Le Président (M. Lemieux): On vous remercie. Nous vous remercions pour votre participation à cette commission parlementaire, et j'inviterais immédiatement la Société Makivik à bien vouloir prendre place à la table des témoins. Nous suspendons une minute seulement.

(Suspension de la séance à 15 h 2) (Reprise à 15 h 3)

Le Président (M. Audet): À l'ordre, s'il vous plaît! La commission du budget et de l'administration reprend ses travaux. J'invite maintenant la Société Makivik à prendre place. Si vous voulez vous approcher, messieurs, s'il vous plaît. Les gens de la Société Makivik, si vous voulez vous avancer, s'il vous plaît, et prendre place.

Alors, je vous rappelle brièvement nos rè-

gles de procédure. Vous disposez d'une période de 20 minutes pour nous exposer votre mémoire, et ensuite suivront des échanges pendant une quarantaine de minutes. Je vous inviterais, avant de procéder à votre présentation, à vous identifier, s'il vous plaît.

Une voix: M. le Président, est-ce qu'il y a un service de traduction?
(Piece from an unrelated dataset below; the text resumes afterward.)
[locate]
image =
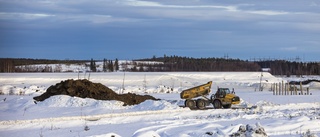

Le Président (M. Audet): Vous pouvez y aller en anglais, il n'y a pas de problème.

Une voix: Très bien, merci. You were asked to introduce yourself, your colleagues.

Administration régionale Kativik (ARK) et Société Makivik

M. Watt (Charlie): My name is Charlie Watt, I am the President of Makivik Corporation. I leave up the other part... and the person at the end is the Treasurer to the Makivik Corporation, Willy Watt; Mark T. Gordon is the Second Vice-President of Makivik Corporation. Mark Malone, one of our resource persons, had to replace... One of our delegates just got sick and had to be taken to the hospital quickly, and I was hoping that he would be here to represent the Kativik Regional Government, but unfortunately he is not going to be able to be here, so Mark Malone is going to be speaking on his behalf.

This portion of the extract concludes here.